Tricon has opened a Los Angeles office as it produces programming in the US and seeks out international partners to close financing gaps. It spent more than C$13 million on non-scripted production last year, and among the shows it brought to MIPCOM were investigative crime series I Didn’t Do It, Restaurant Takeover, which combines the food and makeover genres; the reality series Love Trap, and docu-soap Ex-Wives of Rock.
Having a diversified slate helps safeguard your firm from the global market’s unpredictability. Portfolio Entertainment—whose $10 million in 2011 production includes animated UK copro The Cat in the Hat Knows a Lot About That! – is making the leap into factual production with Top Bitch, a series about people with excessive relationships with their dogs. “For more than 20 years, we’ve distributed factual programming and developed strong relationships with buyers throughout the world,” says president Lisa Olfman. “Recently we’ve been fielding requests from international broadcasters for programming that was not in our catalogue. So our entry into this genre was a natural progression as we were becoming more aware of the market needs.”

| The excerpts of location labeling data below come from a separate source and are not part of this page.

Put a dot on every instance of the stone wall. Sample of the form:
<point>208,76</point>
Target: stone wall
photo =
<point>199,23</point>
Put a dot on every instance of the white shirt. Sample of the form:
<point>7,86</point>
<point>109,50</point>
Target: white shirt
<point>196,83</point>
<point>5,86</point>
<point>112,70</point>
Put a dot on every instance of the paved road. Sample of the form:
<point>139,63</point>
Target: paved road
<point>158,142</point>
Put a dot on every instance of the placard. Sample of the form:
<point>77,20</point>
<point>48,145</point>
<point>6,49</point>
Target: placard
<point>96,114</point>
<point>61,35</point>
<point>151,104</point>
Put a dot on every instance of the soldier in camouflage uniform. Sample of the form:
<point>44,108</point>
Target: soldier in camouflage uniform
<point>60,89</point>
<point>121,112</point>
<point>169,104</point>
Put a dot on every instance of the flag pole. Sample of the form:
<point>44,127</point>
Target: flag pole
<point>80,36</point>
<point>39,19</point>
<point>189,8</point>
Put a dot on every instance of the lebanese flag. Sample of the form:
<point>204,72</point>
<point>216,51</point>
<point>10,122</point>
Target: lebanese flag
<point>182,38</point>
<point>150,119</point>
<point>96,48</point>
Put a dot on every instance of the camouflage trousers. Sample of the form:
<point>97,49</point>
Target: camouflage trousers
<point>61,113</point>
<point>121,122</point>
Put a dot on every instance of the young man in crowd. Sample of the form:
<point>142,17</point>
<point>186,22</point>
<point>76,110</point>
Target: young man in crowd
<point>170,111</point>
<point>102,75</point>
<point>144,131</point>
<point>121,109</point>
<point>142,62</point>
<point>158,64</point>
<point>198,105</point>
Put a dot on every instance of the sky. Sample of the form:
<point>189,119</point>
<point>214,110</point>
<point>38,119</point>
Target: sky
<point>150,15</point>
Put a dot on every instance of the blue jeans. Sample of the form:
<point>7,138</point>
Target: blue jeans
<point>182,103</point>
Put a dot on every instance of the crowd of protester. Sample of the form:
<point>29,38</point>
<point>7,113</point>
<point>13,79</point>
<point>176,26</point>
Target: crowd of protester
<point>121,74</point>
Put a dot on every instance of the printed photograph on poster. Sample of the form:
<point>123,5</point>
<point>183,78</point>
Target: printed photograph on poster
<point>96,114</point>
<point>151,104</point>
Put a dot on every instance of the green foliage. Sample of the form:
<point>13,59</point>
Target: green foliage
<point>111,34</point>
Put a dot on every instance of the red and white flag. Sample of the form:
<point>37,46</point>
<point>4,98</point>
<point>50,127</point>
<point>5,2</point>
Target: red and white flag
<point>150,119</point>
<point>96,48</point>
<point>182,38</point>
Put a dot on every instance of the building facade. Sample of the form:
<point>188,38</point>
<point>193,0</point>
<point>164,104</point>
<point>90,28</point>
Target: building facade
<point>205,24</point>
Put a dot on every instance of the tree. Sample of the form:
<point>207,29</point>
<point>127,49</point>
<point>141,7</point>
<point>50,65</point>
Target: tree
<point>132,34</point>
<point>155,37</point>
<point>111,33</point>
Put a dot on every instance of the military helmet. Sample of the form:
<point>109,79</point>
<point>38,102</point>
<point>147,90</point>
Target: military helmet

She points to pros and cons of jumping into a new genre. “On one hand you could say we should continue to excel in the kids area and make sure everybody knows that’s the most important thing to us. But from a financial point of view you could say we should diversify in case broadcasters are taking a break from renewing children’s programming. We’re doing a bit of both in looking at our expansion,” she says.
Nobody in Canada is expanding in the non-scripted area as quickly as Cineflix Media, which reported $101 million in production last year, the lion’s share of it non-scripted. CEO Simon Lloyd says the company – which has offices in Toronto, London, New York, Los Angeles and Montreal – will produce or green-light 400 hours this year, and as of August was in production on 26 series. About 43% of Cineflix’s licence fees come from the US, 40% from Canada and 17% from the UK. The company’s rise is proof positive that it’s a good time to be producing for specialties.
“In the US, shows such as Pawn Stars, [Cineflix’s] American Pickers, Swamp People and Storage Wars have raised the bar,” Lloyd says. “It would have been inconceivable five years ago to think that week in, week out, nonfiction cable shows would get four, five or six million viewers. Broadcasters have realised nonfiction programming can bring immense rewards and there’s a lot more competition for ideas. They are treating producers with more respect than ever before.”
Cineflix’s growth can be largely attributed to its openness to various financing models. “Some shows are co-financed, some are copros and some we make in Canada and roll out to the US. It’s a mix,” says Lloyd. Cineflix’s bigger-is-better philosophy is backed by Hollywood’s Participant Media, which earlier this year made an equity investment in the company. Cineflix has confidently entered the scripted arena with Copper, a period drama series for BBC America created by US playwright Tom Fontana and Oscar-nominee Will Rokos and executive-produced by Barry Levinson. Lloyd sees it as the natural extension of Cineflix’s nonfiction model, which he describes as “getting the best talent available, whether they be British, American or Canadian.”